Grinderman: Grinderman
If Nick Cave's last album with The Bad Seeds, Abattoir Blues/The Lyre Of Orpheus, was an opera triumphing on closing night, Grinderman is a smoke break during rehearsal, a place where Nick Cave can just be Nick Cave. (That's "Nick Cave" as in a character who already contains more personas than a loony bin.) It's also supposed to be a place where Cave and three Bad Seeds can write spontaneously, as the typewriter noise at the beginning of "No Pussy Blues" deliberately reminds the audience: Right as the drums kick up, the typewriter dings, and Cave presumably dashes over to the mic with his still-drying lyric sheet in hand.
In spite of the growling green monkey on the cover, Cave isn't satisfied with just being his primal self. Instead, he's at his best when making windy melodrama sound crude, and most trustworthy when he's most artificial. Instead of repainting for Grinderman, he's gotten hip to exposed brick and scraped down in a hurry, leaving a few remnants for good measure. "(I Don't Need You To) Set Me Free" could be a leftover from Abattoir Blues, and "When My Love Comes Down" recalls the slow burners of Let Love In through a sheet of static.

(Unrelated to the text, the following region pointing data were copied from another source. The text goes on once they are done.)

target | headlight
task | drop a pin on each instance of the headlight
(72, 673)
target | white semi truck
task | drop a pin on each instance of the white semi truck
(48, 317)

Spontaneous or not, Grinderman forces Cave to summon his basic strengths and little else. It favors the songwriting foundation that connects all of Cave's best albums, and—again, deliberately—downplays the tinkering that kept those albums from sounding alike. The result is a thorough reminder of what's majestic, funny, bizarre, and poetic about Cave. Which means it's probably the most redundant album this frequently repetitive artist will ever make, but life inside the loony bin never grows stale.